I. The image of Korah
The Biblical Korah is a literary type that needs to be identified. He is the user and abuser of religion who professes faith in order to trick and dominate others. He makes three arguments:
- The entire nation is holy
- God is among them
- Why do you, Moses and Aaron, raise yourself over the Lord’s community? [Numbers 16:3]
By first affirming that “the entire congregation is holy,” Korah is telling Moses, in the earshot of the Israelite masses, what they want to hear, that they are all right. And God is indeed among them, excluding the leader, Moses. Korah then asks the rhetorical question, that biting, telling statement couched in the interrogative voice that tolerates no response, that Moses and Aaron raised themselves and are usurpers of power. Since Korah does not really believe in God, he imputes his unbelief to Moses and Aaron. He nevertheless views the faith and gullibility of the masses as a useful tool of power. Korah speaks in God’s voice but does not believe. R. Soloveitchik’s remarks seem to refer to Conservative Judaism, which to his view presents itself as a pretender to authentic piety:
In down-to-earth logic, the lowliest woodcutter is the equal of Moses. This appeal to populism evokes considerable support because it promises freedom from centralized authority; it flatters the people’s common intelligence and it approves the right of each Jew or group of Jews to follow their own individual judgment…. This judgment is still valid. In our day, we are witnessing a resurgence of strength among those religious groups that are committed to the Oral Law as hokhmah, and who therefore recognize Torah scholars, Gedole Yisrael, as the legitimate teachers of Israel. Common sense can only spread confusion and havoc when applied to the Halakhah, as it does with all specialized disciplines.

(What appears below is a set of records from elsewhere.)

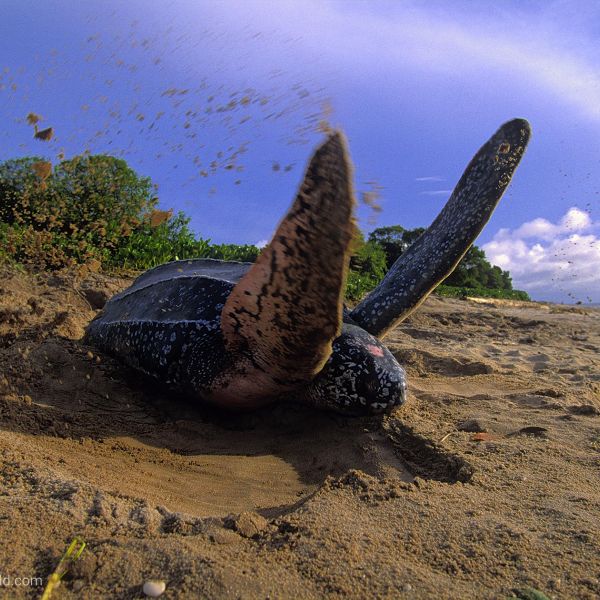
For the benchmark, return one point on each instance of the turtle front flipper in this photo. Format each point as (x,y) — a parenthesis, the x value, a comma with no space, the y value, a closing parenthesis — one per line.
(437,252)
(284,314)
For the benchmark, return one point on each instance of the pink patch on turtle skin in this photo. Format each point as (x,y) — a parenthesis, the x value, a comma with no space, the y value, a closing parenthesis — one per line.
(374,350)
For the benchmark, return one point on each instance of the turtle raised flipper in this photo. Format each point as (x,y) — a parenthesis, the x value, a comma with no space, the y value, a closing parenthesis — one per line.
(286,311)
(437,252)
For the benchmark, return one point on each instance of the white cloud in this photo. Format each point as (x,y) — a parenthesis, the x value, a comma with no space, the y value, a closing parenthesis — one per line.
(552,261)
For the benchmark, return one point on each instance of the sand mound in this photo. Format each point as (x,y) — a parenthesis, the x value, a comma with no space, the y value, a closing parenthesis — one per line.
(287,502)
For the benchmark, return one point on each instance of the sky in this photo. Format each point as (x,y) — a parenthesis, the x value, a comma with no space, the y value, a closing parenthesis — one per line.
(221,103)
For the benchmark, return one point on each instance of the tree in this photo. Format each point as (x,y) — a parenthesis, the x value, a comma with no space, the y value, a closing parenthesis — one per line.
(394,240)
(473,271)
(83,209)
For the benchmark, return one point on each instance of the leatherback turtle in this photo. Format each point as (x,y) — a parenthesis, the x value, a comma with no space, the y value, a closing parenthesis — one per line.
(241,335)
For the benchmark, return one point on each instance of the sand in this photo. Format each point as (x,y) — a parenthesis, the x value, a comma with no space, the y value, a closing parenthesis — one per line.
(288,503)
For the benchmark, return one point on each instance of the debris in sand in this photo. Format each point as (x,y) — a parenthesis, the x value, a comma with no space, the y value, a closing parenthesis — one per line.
(472,425)
(45,135)
(250,524)
(484,437)
(154,588)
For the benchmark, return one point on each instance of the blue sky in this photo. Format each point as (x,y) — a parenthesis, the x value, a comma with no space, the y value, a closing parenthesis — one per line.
(219,102)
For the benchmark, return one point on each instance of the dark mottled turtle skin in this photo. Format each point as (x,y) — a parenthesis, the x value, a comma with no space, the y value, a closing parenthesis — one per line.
(241,335)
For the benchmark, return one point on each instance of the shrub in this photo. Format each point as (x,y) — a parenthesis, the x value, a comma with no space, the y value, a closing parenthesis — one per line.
(463,292)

R. Soloveitchik seems to be arguing that Torah authority resides in the gavra/person of the religious elite who alone may read, conceptualize, parse and apply the holy book which, when its norms are observed, and makes the people holy. In this paper, we contrast the conventional approach [henceforth CA] to Torah authority to Maimonides’s system recorded in the Introduction to the Mishneh Torah [henceforth MT], as we ask ourselves, which of these two understandings of Torah authority is the canonical alternative to Korah?

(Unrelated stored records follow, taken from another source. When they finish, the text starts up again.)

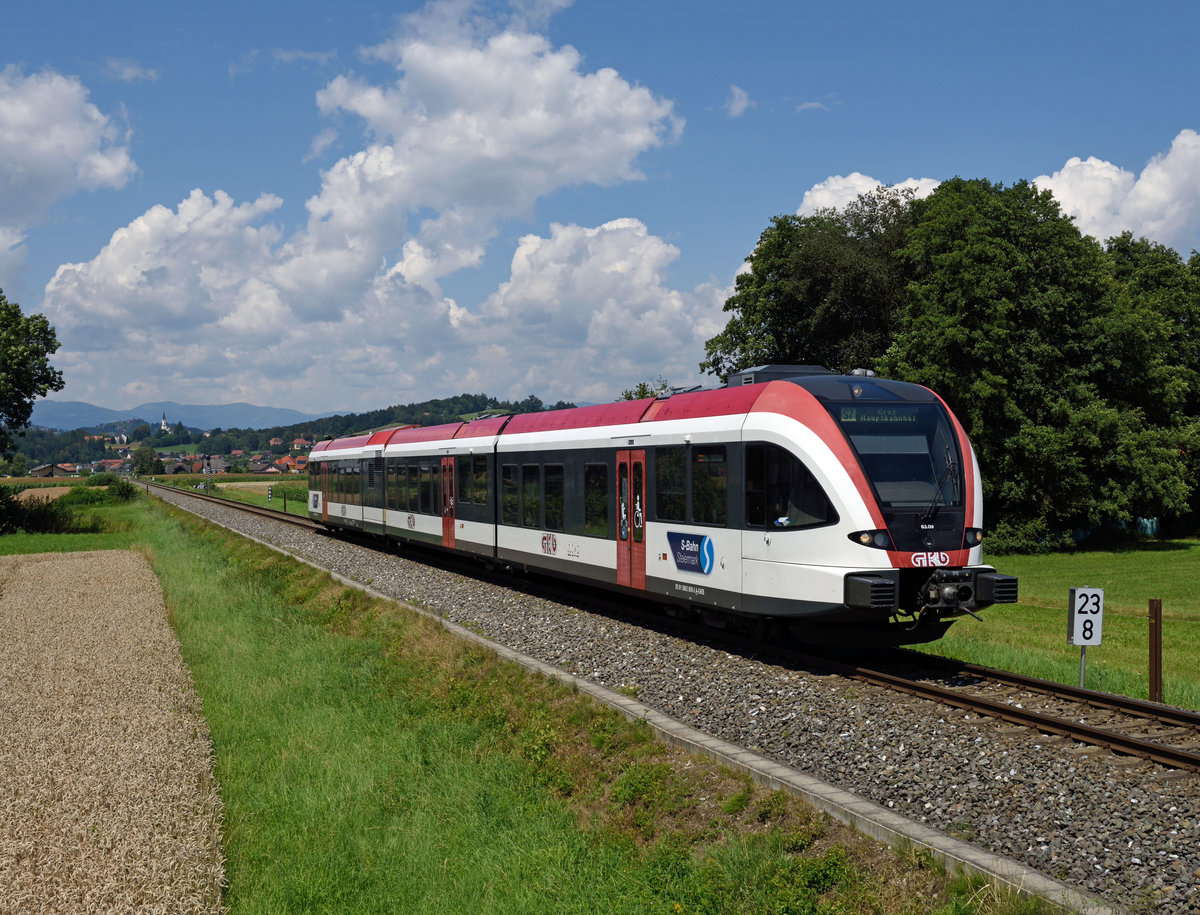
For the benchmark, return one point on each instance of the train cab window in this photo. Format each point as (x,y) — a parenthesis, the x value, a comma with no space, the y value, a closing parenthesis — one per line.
(555,490)
(479,465)
(595,500)
(510,495)
(671,483)
(781,494)
(709,485)
(531,495)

II. How is the Oral Torah to be viewed?
The Oral Torah according to CA has been presented eloquently and passionately by R. Michael Rosenweig, “Mesorah as Halachic Source and Sensibility,” Jewish Action (Summer 2011), 71:1, and R. Herschel Schacter, “Preserving Our Mesorah: A Symposium,” Jewish Action (Winter 2011) 71:2. We find that the CA and the MT offer very different Judaisms.
1. What is Tradition?
According to CA, Tradition is and remains oral and is found in the teaching of Masoretic Sages, also known as Chachmei Yisrael and Gedolei Yisrael, and in the mimetic ethos of the living Orthodox community. Most ordained Orthodox rabbis who are not great sages teach both canonical documents, from which values are reviewed, and the teachings of the Great Sages, whose legal rulings are normative and whose personal authority is Torah incarnate. Lesser light rabbis have a right to teach the literary record and the proclaimed Torah of great sages; they do not have a right to an autonomous opinion regarding what that library means or how it may be applied.
For MT, Tradition is adequately documented in the documentary evidence, or heftsa/object of the Oral library. All post-Talmudic rabbis, called bet din shel yahid, have equal jurisdiction and therefore equal authority. For this Judaism, it is the valence of the legal norm and not the charisma of the Great Sage that is religiously normative.
Therefore, for CA, Judaism is found in the sacred, iconic look; for MT, Judaism is found on the page of the sacred Jewish book, the sacred object. Since the authority of the Oral Torah ended with Rabina and Rav Ashi [bBaba Mezia 86a], the rabbi rules according to the view and reading of the canon that makes the most sense and does not defer to the person of the great sage.
In summary, Tradition for MT is object of the sacred text and for CA the charisma of the sacred person.
2. The Nature of Transmission
According to CA, Tradition is transmitted personally, from rebbe/teacher to student. Hierarchically, wisdom flows down, like Plotinus, from God to Moses to master to student. To challenge the teacher is the moral equivalent of rebelling against God. Recall that for CA, like Qumran and the early Church, revelation is continuous after Rabina and Rav Ashi, with their changes and innovations considered to be legitimate [hiddush] while disapproved changes are dismissed as “reforms.” R. Rosensweig sees Torah learning as “mystical,” or exempt from the review of rabbis lower than them on the theological/political chain of being. Following Raabad, “greatness” resides in the stature of the authority person. And since the great sage of the generation is everyone’s teacher, his ruling, or the consensus of the great one’s, is the living Divine Torah. Changes that reinforce the CA ethos, tashlich, upsheren, kapporos, glatt kosher for Ashkenazi Jews, and bar mitsva [for boys] are acceptable; double ring wedding ceremonies are outlawed because they look as if the bride is rejecting the marriage generating gift, [see however MT, Family Law, 5:12], bat mitsva, because it comes from a non-Orthodox [Reconstructionist] source, and women prayer groups, which are dismissed as rebellions against Torah, are all forbidden because they violate the culture ethos as mediated by the Great Sage even though they are not forbidden by the canonically normative text parsed by reason and grammar that reflects the what the canonical library takes to be the will of God.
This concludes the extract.